Friday, June 9, 2017

Books I'm Reading: The Cello Suites: J.S. Bach, Pablo Casals, and the Search for a Baroque Masterpiece

Eric Siblin's The Cello Suites: J.S. Bach, Pablo Casals, and the Search for a Baroque Masterpiece (Grove Press, 2009) was a birthday gift some years back. I should have picked it up sooner. It was a very entertaining read.
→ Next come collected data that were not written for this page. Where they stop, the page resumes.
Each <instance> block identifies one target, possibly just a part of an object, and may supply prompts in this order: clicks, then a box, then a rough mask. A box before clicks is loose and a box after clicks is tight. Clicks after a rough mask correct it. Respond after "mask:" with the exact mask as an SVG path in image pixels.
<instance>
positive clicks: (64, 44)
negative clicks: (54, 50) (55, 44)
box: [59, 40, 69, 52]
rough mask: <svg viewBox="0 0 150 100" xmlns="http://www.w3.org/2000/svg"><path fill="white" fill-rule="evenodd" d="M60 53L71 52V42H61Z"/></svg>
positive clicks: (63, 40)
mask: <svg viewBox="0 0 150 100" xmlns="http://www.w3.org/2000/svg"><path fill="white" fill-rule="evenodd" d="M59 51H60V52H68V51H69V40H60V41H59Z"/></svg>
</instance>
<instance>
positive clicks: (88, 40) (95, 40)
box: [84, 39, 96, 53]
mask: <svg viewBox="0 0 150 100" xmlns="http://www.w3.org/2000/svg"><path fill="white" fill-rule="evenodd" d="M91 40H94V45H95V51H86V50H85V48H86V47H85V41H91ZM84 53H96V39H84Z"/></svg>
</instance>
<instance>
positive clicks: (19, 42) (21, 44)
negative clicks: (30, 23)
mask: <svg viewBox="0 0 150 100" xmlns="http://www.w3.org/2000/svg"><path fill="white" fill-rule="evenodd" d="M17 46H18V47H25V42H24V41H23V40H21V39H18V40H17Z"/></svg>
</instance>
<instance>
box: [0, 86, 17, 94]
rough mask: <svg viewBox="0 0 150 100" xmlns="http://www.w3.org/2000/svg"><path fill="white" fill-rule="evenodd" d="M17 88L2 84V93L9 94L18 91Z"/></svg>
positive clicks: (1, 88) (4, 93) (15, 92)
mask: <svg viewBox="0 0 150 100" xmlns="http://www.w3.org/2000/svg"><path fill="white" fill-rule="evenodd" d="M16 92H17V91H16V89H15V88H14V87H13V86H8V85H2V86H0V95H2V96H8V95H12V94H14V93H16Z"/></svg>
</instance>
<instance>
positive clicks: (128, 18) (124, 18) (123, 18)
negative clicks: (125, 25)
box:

As the title suggests, it's a look at what today are among Bach's most famous compositions, the suites for cello, through the lens of Pablo Casals's relationship with the music (he was their early champion in modern times) and through the author's research into that relationship and into the history of the original manuscript of the suites (which remains lost).

Despite their fame today, the suites were largely forgotten not too long after Bach wrote them, and when they were played, they were usually considered exercises rather than music to be performed on stage.
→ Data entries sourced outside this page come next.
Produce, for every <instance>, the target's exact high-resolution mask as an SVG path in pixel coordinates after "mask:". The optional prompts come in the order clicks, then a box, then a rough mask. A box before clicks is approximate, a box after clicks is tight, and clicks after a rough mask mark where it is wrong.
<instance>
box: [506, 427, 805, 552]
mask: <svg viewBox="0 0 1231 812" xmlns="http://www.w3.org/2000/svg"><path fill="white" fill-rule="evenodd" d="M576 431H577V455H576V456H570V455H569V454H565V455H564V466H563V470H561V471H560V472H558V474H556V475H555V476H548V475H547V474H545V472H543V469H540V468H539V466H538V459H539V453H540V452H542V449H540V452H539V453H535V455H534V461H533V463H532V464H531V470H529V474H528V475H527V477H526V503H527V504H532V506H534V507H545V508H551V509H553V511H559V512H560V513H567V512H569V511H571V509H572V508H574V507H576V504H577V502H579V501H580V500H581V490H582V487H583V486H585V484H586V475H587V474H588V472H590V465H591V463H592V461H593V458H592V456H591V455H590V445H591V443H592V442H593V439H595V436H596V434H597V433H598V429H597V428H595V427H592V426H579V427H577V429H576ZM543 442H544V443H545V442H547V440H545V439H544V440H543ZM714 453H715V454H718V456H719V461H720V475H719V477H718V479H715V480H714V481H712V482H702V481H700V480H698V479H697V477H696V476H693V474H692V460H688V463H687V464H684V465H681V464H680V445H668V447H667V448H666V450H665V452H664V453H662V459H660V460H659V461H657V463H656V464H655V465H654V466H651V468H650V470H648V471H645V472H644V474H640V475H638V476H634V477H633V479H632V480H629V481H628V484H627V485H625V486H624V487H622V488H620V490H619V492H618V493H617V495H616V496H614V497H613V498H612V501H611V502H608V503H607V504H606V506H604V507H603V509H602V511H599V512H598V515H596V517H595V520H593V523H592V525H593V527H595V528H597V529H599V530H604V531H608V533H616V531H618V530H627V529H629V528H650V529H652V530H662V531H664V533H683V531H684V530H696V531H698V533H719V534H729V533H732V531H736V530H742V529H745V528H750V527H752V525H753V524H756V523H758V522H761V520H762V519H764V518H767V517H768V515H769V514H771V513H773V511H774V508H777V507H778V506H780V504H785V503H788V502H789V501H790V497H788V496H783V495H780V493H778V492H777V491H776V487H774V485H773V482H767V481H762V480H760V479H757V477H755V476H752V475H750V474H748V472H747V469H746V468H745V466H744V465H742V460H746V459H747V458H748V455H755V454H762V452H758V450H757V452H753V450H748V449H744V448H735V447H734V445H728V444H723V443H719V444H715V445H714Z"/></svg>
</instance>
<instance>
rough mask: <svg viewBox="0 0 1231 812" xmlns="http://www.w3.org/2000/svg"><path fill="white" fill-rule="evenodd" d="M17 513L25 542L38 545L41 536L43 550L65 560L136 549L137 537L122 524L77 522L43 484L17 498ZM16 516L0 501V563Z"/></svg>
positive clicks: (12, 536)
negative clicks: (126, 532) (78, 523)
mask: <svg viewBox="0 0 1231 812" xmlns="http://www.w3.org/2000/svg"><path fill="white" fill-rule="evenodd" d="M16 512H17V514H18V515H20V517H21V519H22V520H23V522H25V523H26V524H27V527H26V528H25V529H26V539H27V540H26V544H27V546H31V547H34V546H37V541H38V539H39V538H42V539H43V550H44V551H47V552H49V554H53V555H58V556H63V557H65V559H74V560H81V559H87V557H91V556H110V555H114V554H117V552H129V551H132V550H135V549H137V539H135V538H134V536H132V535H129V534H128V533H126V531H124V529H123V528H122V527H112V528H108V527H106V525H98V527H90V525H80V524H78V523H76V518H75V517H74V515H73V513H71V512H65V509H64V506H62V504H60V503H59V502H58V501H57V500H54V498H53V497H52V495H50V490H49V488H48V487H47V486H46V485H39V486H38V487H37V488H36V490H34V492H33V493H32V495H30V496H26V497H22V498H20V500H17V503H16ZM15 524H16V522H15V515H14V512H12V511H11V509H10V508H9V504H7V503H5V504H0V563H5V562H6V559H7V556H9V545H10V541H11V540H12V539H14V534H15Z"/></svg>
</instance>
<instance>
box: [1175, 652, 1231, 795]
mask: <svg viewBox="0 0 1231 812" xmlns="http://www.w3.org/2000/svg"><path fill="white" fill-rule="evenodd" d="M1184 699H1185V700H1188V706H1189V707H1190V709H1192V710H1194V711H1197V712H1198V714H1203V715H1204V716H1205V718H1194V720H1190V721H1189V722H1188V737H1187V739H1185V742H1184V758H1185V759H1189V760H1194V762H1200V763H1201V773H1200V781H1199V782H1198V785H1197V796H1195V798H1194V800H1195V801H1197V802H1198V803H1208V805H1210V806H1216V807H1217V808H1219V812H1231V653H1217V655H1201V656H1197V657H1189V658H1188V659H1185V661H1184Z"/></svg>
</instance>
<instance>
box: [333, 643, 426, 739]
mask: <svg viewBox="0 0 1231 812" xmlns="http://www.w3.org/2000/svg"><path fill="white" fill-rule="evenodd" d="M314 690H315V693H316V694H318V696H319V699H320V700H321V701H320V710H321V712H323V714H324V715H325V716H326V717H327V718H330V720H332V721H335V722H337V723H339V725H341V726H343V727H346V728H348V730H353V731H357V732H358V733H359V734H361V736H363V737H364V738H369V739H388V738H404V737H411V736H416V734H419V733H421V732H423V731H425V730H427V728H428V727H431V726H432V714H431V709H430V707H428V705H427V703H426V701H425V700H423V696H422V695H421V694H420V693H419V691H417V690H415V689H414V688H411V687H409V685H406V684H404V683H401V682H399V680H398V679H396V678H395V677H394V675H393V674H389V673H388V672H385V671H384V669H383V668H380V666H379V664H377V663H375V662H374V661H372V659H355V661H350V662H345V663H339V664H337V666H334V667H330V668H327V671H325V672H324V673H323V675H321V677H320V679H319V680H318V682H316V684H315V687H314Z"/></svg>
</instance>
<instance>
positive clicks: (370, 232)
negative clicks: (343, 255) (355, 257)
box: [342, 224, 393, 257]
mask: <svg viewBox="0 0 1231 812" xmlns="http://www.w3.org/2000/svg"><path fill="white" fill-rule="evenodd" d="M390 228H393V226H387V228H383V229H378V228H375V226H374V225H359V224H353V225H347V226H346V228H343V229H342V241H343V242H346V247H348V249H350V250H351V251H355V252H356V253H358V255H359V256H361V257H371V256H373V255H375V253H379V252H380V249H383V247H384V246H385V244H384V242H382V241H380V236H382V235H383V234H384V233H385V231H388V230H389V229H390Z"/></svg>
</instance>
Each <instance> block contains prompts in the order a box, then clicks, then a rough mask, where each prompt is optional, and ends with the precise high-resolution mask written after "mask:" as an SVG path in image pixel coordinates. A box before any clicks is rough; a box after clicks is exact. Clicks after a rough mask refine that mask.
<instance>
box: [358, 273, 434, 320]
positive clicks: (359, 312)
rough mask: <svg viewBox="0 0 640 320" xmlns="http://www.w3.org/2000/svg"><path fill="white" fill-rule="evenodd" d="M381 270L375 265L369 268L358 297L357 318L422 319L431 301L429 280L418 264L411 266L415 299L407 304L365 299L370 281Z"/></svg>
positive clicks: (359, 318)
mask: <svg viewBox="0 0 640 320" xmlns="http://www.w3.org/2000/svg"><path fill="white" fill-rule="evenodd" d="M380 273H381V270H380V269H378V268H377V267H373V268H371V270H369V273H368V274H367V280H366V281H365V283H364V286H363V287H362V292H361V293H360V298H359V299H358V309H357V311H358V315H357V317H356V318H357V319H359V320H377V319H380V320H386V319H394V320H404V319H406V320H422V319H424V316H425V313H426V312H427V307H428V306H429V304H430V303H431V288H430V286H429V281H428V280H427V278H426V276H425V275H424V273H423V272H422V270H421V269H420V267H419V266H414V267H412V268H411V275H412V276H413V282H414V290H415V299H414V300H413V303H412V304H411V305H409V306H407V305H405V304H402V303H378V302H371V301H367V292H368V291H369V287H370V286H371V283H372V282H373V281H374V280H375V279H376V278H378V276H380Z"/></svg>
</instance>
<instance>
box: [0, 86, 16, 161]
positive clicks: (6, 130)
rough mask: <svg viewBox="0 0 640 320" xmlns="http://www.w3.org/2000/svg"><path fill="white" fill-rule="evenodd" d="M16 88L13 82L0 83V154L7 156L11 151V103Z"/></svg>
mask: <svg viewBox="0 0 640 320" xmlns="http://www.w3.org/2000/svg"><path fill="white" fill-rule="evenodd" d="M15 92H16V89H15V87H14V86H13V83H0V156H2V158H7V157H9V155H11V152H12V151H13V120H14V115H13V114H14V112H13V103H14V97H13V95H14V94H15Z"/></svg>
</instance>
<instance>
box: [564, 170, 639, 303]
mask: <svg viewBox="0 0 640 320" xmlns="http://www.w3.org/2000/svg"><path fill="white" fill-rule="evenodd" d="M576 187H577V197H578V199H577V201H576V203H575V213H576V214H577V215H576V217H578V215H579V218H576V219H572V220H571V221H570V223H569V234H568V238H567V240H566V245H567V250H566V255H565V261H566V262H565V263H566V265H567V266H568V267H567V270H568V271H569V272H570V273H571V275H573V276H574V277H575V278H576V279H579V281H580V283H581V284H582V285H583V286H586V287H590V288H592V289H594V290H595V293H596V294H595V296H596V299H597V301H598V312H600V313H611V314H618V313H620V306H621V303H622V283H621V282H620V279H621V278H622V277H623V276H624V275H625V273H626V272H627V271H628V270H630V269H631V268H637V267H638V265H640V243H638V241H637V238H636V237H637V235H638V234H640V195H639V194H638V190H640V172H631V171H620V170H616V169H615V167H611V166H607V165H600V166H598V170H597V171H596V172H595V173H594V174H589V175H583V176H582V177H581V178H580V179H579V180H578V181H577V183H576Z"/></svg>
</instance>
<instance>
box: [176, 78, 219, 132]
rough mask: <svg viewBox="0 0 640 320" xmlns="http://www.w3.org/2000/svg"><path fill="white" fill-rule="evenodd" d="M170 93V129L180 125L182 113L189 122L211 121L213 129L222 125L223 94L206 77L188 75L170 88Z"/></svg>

Much of the book is biography, sketching out details of the lives of J.S. Bach and Pablo Casals (the book looks at how a young Pablo Casals brought the cello suites new attention; Casals was largely responsible for establishing them as concert pieces)—but much is about the music itself, the chapters and the book laid out out in a pattern that mimics the structure of the suites. It's a bit frustrating that you can't hear the music as it's being discussed. This book could be very nicely adapted to the screen, becoming a mini-series with an episode devoted to each of the suites, the music in the soundtrack, but that's a quibble. Well written, well researched, and engagingly written. Highly recommended.